Although we don't see obstacles preventing competitors from imitating Heartland's model, established firms may find replicating Heartland's culture to be difficult because other truckers likely would need to scale down service offerings in order to concentrate on the niche regional model. The firm has ample potential for long-term growth, because only two of its eleven regional facilities are located in the western U.S., with one in Phoenix, Ariz., and one in Dallas, Texas. We think Heartland's debt-free, cash-rich balance sheet affords options other truckers cannot pursue, like stocking up on several hundred tractors when truck makers are discounting heavily amid the lowest sales level in the past 30 years. Heartland's incredibly young tractor fleet (average age of 1.6 years) keeps driver satisfaction high, reduces maintenance expenses, and preserves fuel economy.

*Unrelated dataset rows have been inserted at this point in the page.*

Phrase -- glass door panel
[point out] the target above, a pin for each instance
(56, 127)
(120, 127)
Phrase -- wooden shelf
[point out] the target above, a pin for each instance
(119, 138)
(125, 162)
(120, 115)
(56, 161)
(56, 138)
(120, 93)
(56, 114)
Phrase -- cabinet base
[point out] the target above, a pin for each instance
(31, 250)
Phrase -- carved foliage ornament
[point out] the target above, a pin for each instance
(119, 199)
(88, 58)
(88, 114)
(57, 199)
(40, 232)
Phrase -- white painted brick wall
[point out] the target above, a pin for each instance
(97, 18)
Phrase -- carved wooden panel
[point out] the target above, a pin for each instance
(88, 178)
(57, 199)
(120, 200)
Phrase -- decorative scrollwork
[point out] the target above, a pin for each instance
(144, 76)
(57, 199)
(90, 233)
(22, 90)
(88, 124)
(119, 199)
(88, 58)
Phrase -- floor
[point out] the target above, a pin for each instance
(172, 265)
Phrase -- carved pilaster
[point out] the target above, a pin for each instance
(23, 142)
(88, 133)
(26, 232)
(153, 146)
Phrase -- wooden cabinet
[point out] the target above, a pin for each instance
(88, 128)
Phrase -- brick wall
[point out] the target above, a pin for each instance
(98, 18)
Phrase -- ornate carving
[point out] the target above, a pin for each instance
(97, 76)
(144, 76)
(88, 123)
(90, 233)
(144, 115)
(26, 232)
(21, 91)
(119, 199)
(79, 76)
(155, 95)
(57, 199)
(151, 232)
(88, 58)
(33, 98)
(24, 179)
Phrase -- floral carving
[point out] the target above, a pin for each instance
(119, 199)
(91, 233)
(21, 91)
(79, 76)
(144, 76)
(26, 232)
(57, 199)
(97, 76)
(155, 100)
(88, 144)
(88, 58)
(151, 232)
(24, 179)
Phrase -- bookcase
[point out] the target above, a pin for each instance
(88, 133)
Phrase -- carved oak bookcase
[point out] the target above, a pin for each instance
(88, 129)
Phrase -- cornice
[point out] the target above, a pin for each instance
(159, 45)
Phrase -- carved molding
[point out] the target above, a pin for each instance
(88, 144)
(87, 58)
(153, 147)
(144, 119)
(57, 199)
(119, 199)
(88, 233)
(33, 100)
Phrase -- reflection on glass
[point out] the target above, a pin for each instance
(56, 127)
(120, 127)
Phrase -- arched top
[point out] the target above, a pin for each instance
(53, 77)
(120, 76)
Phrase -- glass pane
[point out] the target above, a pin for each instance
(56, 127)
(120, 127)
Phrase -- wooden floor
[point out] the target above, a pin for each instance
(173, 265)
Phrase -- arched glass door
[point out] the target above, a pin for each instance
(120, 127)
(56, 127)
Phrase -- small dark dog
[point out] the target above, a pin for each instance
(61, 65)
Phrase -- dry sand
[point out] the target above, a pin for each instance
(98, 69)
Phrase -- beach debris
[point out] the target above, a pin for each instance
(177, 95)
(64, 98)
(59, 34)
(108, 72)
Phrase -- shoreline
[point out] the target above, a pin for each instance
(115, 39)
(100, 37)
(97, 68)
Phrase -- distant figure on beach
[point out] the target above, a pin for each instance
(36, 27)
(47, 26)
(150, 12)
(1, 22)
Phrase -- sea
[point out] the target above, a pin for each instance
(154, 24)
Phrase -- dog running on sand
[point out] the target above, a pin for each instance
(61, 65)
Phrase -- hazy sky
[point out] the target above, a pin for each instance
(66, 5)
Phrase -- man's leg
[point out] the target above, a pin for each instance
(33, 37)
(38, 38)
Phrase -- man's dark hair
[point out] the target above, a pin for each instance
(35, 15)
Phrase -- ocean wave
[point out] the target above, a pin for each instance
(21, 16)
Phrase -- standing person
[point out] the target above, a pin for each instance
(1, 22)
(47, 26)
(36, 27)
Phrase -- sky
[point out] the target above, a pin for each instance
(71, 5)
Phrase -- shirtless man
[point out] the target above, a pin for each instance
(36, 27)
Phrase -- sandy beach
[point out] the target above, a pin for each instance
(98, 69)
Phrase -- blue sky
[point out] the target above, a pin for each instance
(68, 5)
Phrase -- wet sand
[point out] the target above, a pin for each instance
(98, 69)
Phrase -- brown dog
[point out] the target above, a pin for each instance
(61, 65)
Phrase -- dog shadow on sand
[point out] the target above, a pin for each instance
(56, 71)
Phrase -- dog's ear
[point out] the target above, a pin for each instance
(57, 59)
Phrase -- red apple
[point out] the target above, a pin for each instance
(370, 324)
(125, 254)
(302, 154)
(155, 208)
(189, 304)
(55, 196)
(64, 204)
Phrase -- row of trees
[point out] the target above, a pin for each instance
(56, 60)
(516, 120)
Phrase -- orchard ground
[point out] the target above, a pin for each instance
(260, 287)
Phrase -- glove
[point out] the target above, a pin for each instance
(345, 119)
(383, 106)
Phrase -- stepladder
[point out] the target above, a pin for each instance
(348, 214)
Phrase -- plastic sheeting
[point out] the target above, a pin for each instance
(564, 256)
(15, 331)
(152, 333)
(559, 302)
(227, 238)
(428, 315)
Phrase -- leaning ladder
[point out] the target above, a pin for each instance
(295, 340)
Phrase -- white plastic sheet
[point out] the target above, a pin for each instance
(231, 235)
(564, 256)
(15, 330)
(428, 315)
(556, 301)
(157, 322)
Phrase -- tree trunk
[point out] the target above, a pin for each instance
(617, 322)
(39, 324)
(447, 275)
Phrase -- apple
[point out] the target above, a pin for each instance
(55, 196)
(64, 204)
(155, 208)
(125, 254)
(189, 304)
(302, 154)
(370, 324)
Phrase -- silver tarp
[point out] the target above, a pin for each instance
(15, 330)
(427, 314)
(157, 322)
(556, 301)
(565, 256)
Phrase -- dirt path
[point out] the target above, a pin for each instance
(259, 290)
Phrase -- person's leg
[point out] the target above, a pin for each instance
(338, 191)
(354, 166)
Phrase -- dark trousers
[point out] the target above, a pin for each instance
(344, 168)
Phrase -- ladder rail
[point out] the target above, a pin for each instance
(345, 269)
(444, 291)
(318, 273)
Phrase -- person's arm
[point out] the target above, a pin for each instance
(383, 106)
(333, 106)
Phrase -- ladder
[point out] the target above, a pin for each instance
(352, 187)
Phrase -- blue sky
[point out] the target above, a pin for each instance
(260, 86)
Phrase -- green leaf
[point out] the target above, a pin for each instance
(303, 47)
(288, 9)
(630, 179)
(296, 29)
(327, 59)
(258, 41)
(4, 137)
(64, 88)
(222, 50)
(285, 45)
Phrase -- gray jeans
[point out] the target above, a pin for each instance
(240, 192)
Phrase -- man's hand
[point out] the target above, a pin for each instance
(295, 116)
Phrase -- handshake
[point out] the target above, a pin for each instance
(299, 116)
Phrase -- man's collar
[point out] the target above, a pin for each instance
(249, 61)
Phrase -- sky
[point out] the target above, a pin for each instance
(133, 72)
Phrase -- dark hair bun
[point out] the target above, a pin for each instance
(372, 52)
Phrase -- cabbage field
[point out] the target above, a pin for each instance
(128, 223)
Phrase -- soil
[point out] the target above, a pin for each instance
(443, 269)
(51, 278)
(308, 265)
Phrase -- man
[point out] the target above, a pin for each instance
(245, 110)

What to Expect in 2010 and Beyond
The burning question of when industry supply and demand will reach equilibrium remains a key issue in the minds of carriers and investors alike, and we believe 2010 will finally put an end to a tough past few years. We've heard a number of positive reports out of the sector thus far during the first quarter, including the American Trucking Associations' January reading as well as an optimistic update by third-party logistics provider Landstar (see our Analyst Note dated March 3, 2010). We expect to see continued sequential volume improvement in first quarter results, and it's possible that a few carriers will report year-over-year volume increases. We also plan to get a better gauge on how much capacity has tightened by looking at the progress made on rates. In addition to the firms we've discussed above, we also highlight Knight Transportation as a solid performer that has weathered the downturn relatively well. We believe the key to success in the trucking arena is the ability to navigate the booms and busts of cyclical demand, and we think these firms will be able to continue this record for years to come.